Dienstag, 4. November 2008

Herbst - Abschlussbericht

Die Herbstsaison ist nun vorbei und man kann durchaus ein positives Resüme daraus ziehen. Vom Abstiegskandidaten im Frühjahr zu einer Mannschaft, mit arrivierten Spielern und einer "jungen hungrigen Walser - Garde".

Dem Trainerteam unter Leitung von Toni Schaupper ist es gelungen durch "schweisstreibende taktische Trainingseinheiten und zahlreichen Einzelgesprächen eine Mannschaft zu formen, die noch berechtigte Hoffnung auf den Titel hat.

Die Mannschaft fand zu ihrem Selbstvertrauen, besann sich auf ihre Stärken und dazu gehört u.a. auch "Kämpfen", sich für den Verein SV Wals-Grünau einzusetzen und nicht als "Selbstdarsteller" zu agieren.

Man sollte keine Spieler hervorheben, denn Fußball ist ein Mannschaftssport und dazu gehören alle Kaderspieler die am selben Strang ziehen bzw. den gemeinsamen Erfolg "unbedingt wollen". Aber zu diesem Erfolg hatte der arrivierte und vorbildlich agierende Kapitän Hans-Peter Bauer, einen wesentlichen Beitrag geleistet. Dieser verstand es immer wieder im Spiel und im Training die Mannschaft zu motivieren, die Kameradschaft mit "nächtlichen Sitzungen" zu fördern und war das Bindeglied zwischen der Mannschaft, Trainerteam und den Funktionären.

Man sollte die "Neuzugänge" Ti Hoang, Cetin Kamil und den "Zauberer" Admir Suljic positiv erwähnen, denn diese Spieler sind für den SV Wals-Grünau ein "Goldgriff". Die Spieler peitschten die "Jungen" an, waren in kämpferischer Hinsicht ein Vorbild für jeden einzelnen und gaben sich nie mit dem erreichten zufrieden. Spieler die sich voll und ganz mit dem Verein SV Wals-Grünau identifizieren.

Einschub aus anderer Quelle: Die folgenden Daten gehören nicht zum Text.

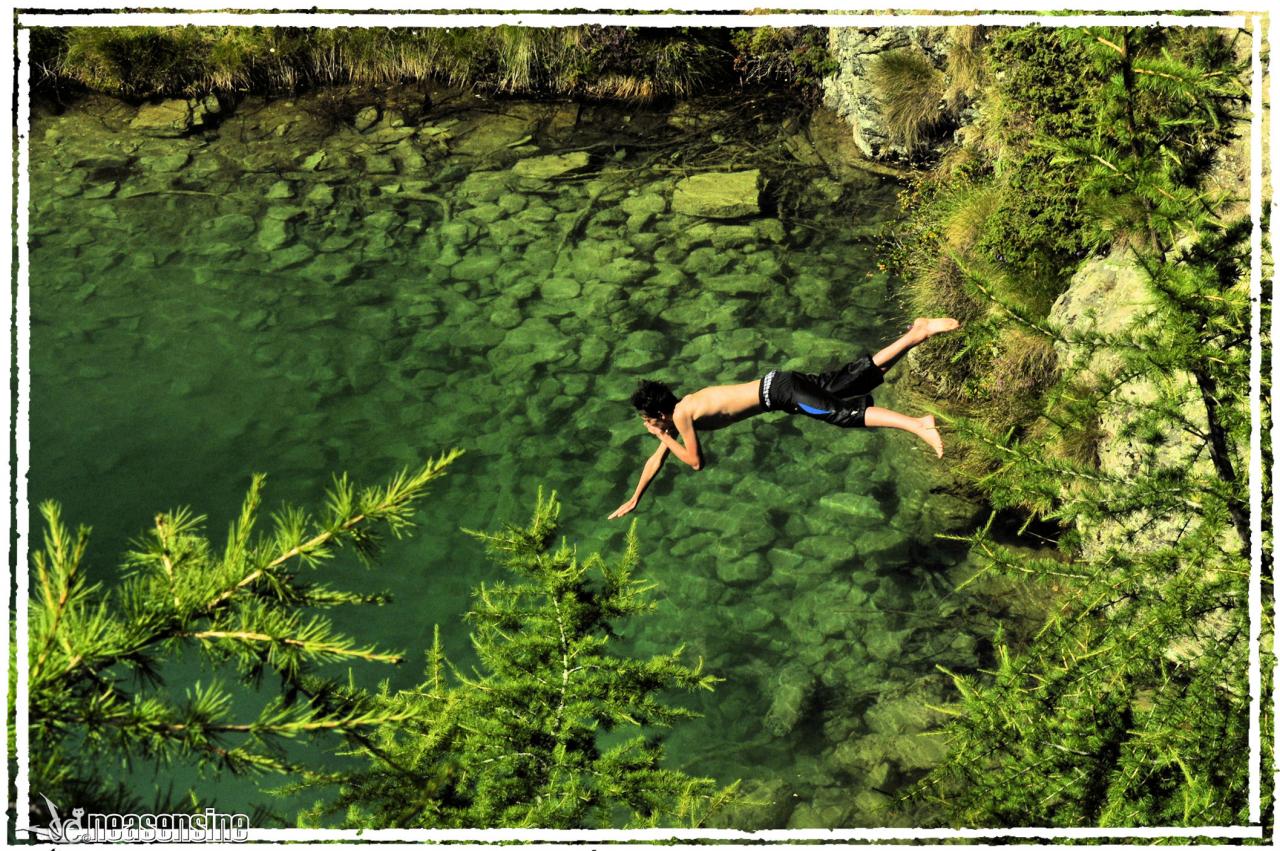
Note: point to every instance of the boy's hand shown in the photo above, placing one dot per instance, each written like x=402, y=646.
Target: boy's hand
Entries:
x=625, y=508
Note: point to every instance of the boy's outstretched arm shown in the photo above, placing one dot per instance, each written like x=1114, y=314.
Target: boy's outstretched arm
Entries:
x=650, y=470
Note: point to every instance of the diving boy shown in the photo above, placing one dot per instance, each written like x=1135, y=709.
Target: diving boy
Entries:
x=840, y=397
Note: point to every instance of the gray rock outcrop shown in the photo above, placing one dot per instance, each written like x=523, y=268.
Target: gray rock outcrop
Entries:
x=850, y=90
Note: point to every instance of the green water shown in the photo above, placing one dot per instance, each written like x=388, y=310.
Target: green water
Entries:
x=210, y=306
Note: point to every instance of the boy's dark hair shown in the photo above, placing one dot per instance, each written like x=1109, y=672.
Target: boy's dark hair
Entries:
x=653, y=398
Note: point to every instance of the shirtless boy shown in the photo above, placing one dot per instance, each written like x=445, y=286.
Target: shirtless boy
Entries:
x=840, y=397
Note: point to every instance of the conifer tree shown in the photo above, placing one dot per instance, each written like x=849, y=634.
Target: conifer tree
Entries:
x=97, y=655
x=520, y=741
x=1130, y=705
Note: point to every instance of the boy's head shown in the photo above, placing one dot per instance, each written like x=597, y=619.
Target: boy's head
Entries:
x=654, y=399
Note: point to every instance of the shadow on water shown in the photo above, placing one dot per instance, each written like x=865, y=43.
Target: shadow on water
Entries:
x=297, y=297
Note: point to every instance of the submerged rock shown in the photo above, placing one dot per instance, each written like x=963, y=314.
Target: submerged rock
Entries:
x=169, y=119
x=791, y=694
x=718, y=195
x=544, y=168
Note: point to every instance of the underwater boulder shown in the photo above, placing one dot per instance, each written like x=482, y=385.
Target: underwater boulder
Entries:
x=545, y=168
x=169, y=118
x=791, y=692
x=718, y=195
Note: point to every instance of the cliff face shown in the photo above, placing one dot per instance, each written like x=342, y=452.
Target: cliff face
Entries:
x=850, y=91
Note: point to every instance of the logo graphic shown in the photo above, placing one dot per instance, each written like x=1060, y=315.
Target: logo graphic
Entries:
x=209, y=826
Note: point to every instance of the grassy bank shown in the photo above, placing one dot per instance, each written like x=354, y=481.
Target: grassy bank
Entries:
x=1097, y=159
x=595, y=62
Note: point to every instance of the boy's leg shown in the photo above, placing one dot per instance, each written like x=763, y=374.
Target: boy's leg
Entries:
x=923, y=428
x=920, y=330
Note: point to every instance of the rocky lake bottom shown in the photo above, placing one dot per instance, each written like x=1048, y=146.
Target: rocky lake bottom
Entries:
x=298, y=289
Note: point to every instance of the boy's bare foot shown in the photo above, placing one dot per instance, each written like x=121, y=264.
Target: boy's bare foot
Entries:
x=927, y=328
x=929, y=434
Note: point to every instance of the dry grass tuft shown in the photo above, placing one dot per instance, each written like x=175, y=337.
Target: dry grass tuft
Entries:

Im Sommer musste aufgrund des Abganges von Daniel Brunnauer nach Neumarkt ein neuer Tormann verpflichtet werden. Josef Weissenbacher hatte vermutlich aufgrund von diversen "Änderungen" und beruflichen Stress Probleme und war zu diesem Zeitpunkt nicht die zu erwartende Verstärkung. Der junge Josef Stadlbauer erhielt nun seine "Chance und nutzte diese nach anfänglichen Schwierigkeiten.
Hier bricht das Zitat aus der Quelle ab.